Aims: Duchenne muscular dystrophy (DMD) is usually associated with absent or nearly absent dystrophin expression at the sarcolemmal membrane. Quantification of very low levels of dystrophin signal in immunofluorescent studies of muscle biopsy sections presents a technical challenge. This is particularly true in the setting of proof-of-principle drug trials, in which the detection and quantification of what may be significant changes in levels of expression is important, even if absolute dystrophin levels remain low.
Methods: We have developed a method of image analysis that allows reliable and semi-automated immunofluorescent quantification of low-level dystrophin expression in sections co-stained for spectrin. Using a custom Metamorph script to create a contiguous region spectrin mask, we quantify dystrophin signal intensity only at pixels within the spectrin mask that presumably represent the sarcolemmal membrane. Using this method, we analysed muscle biopsy tissue from a series of patients with DMD, Becker muscular dystrophy, intermediate muscular dystrophy and normal control tissue.

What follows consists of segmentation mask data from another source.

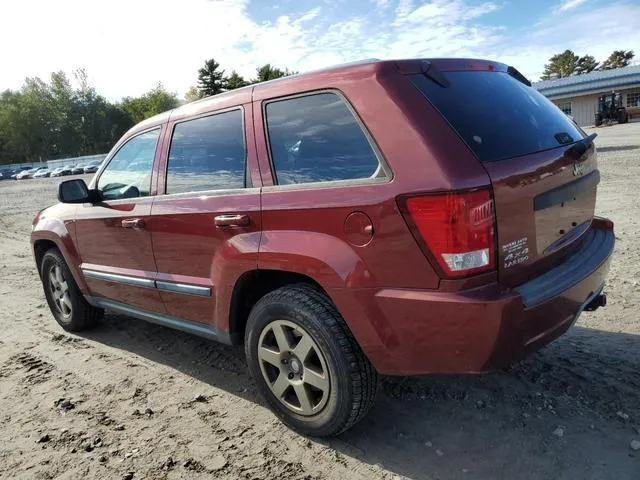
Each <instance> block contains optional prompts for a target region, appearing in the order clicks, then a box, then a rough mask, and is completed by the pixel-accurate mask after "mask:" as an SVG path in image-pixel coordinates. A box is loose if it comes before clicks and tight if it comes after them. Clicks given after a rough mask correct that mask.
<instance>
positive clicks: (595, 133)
mask: <svg viewBox="0 0 640 480" xmlns="http://www.w3.org/2000/svg"><path fill="white" fill-rule="evenodd" d="M597 136H598V134H597V133H592V134H591V135H589V136H588V137H584V138H583V139H582V140H578V141H577V142H576V143H574V144H573V145H571V146H570V147H569V148H567V150H566V151H565V152H564V154H565V155H575V156H577V157H580V156H582V154H583V153H584V152H586V151H587V150H588V149H589V147H590V146H591V144H592V143H593V140H594V139H595V138H596V137H597Z"/></svg>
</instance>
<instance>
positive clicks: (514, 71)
mask: <svg viewBox="0 0 640 480" xmlns="http://www.w3.org/2000/svg"><path fill="white" fill-rule="evenodd" d="M507 73H508V74H509V75H511V76H512V77H513V78H515V79H516V80H518V81H519V82H520V83H524V84H525V85H526V86H527V87H530V86H531V82H530V81H529V79H528V78H527V77H525V76H524V75H522V74H521V73H520V72H519V71H518V69H517V68H515V67H507Z"/></svg>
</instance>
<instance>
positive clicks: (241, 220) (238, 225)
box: [213, 215, 249, 228]
mask: <svg viewBox="0 0 640 480" xmlns="http://www.w3.org/2000/svg"><path fill="white" fill-rule="evenodd" d="M213 220H214V221H215V224H216V227H218V228H224V227H248V226H249V216H248V215H217V216H216V217H215V218H214V219H213Z"/></svg>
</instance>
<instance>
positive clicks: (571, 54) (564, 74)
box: [541, 50, 580, 80]
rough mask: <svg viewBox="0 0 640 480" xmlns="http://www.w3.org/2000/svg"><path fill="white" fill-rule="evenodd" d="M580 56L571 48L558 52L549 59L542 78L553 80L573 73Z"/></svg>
mask: <svg viewBox="0 0 640 480" xmlns="http://www.w3.org/2000/svg"><path fill="white" fill-rule="evenodd" d="M579 59H580V57H578V55H576V54H575V53H573V51H571V50H565V51H564V52H562V53H557V54H556V55H554V56H553V57H551V58H550V59H549V63H547V64H546V65H545V66H544V73H543V74H542V77H541V78H542V80H551V79H554V78H562V77H568V76H570V75H573V74H574V73H575V72H576V68H577V67H578V60H579Z"/></svg>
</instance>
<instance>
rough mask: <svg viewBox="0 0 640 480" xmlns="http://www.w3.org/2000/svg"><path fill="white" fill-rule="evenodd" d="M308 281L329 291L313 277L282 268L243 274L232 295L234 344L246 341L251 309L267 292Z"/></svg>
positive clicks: (231, 313) (325, 294)
mask: <svg viewBox="0 0 640 480" xmlns="http://www.w3.org/2000/svg"><path fill="white" fill-rule="evenodd" d="M296 283H306V284H308V285H310V286H312V287H314V288H316V289H317V290H318V291H319V292H322V293H323V294H324V295H326V294H327V293H326V292H325V291H324V289H323V288H322V287H321V286H320V285H319V284H318V282H316V281H315V280H313V279H312V278H311V277H308V276H306V275H302V274H300V273H293V272H285V271H281V270H253V271H251V272H247V273H245V274H243V275H242V276H241V277H240V278H239V279H238V281H237V282H236V284H235V286H234V288H233V293H232V295H231V312H230V314H229V333H230V334H231V340H232V343H233V344H234V345H241V344H242V343H244V332H245V327H246V325H247V319H248V318H249V313H250V312H251V309H252V308H253V306H254V305H255V304H256V302H257V301H258V300H260V299H261V298H262V297H264V296H265V295H266V294H267V293H269V292H272V291H274V290H276V289H278V288H280V287H284V286H285V285H292V284H296Z"/></svg>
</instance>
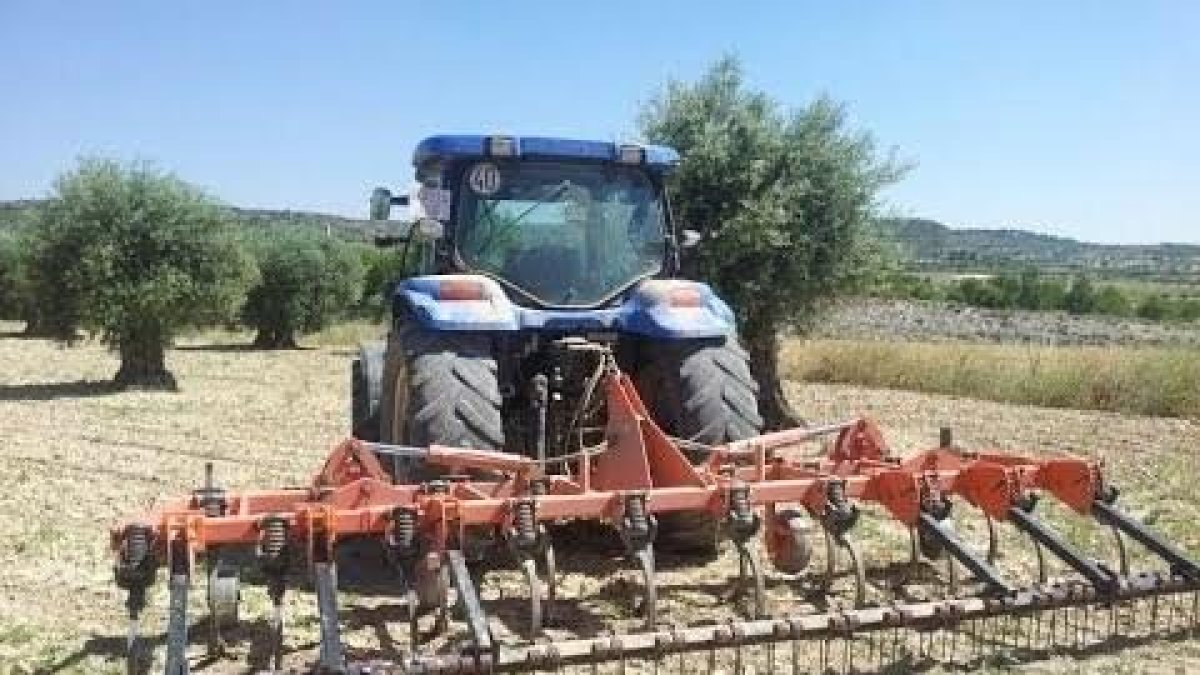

Results: Analysis of serial sections on multiple days confirms reproducibility, and normalized dystrophin:spectrin intensity ratios (expressed as a percentage of normal control tissue) correlate well with the dystrophin expression levels as determined by Western blot analysis.
Conclusion: This method offers a robust and reliable method of biomarker detection for trials of DMD therapies.
© 2012 The Authors. Neuropathology and Applied Neurobiology © 2012 British Neuropathological Society.